As usual, it is also to be expected that the most intense upswing phases will take place during the downturn year. Then it is important not to get carried away and "buy away", ie get rid of your dry gunpowder too soon. I think that the coming weeks have the potential to be such a captivating bounce. The feeling of capitulation the other day, with crashing cryptocurrencies and many of the winning stocks since April 2020 digging deeper and deeper price bottoms, was just what was needed to create an upturn.

However, as I said, I think we will only see rising stock markets for a few weeks. When it pulls together for the next Fed meeting with another 50-75 point increase, the selling pressure is likely to return. Those who are selling now have in fact started processes that are difficult to stop. This is partly about outflows due to price falls, and partly about weighting between shares and bonds when interest rates rise. Thus, the bounce will above all be an opportunity to get out of the shares you did not have time or could not sell while it collapsed, and for the really brave to shiny some of the expensive technology shares that rush upwards the most.

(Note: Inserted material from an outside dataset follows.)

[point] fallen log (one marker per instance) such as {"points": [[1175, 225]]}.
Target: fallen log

But, what I especially think you should use the year for is to look for really sustainable investments among cheap quality stocks that are thrown out along with the air castles. There are, for example, Norwegian salmon shares. Vontobel has a flexible tracker, TRACK FISHING VON, which provides a broad exposure to the Norwegian fishing industry, but you can of course fish up individual holdings as well. The companies in the industry are in all sizes, from Salmones Camanchaca (NOK 3 billion) and Norway Royal Salmon with just under NOK 10 billion in market value, via Austevoll (SEK 28 billion) and Leröy (SEK 49 billion), to the industry dominant Mowi with NOK 123 billion in market value. The different companies are valued very differently in terms of Price-to-Sales ratio (P / S). For example, Salmone's Camanacha and Austevoll are only 1x sales, while SalMar (NOK 79 billion) is valued at 5 times sales. At the same time, Camanacha is most expensive in terms of Price-to-Earnings (P/E) ratio (42), while most others are around 18-22 times the profit.

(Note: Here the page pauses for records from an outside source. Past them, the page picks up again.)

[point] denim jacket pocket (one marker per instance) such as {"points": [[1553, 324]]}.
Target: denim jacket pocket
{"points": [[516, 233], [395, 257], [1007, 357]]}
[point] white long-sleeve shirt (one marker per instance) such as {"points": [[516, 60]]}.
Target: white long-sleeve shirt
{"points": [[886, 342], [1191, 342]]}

Austevoll presented its Q1 result today, Friday the 13th of May, which caused the price to fall 10%. Basically, the report showed stability, but when many investors wanted to chase a bounce in high-beta stocks, fish simply did not look as interesting. It may well be the other way around when the general downturn continues later this summer and many prefer to look for safer businesses. Salmon is a long-term sustainable growth industry with rising volumes and prices, a good hedge against both inflation and demand for non-terrestrial protein. With a P/E ratio of 13 and an Enterprice Value-to-Sales (EV/Sales) of 1.5 (Price-to-Sales P/S is only 1.0 so Austevoll has a decent loan, which can give a good leverage on the result as long as interest rates do not rise too much) and a growth path far above GDP, Austevoll looks very appetizing. The reason why the valuation is not higher is probably mostly that the company only has SEK 28 billion in market value. The question is, however, whether this company can not be acquired instead, either by a private equity player or a competitor. In any case, it could be far too cheap to continue like this.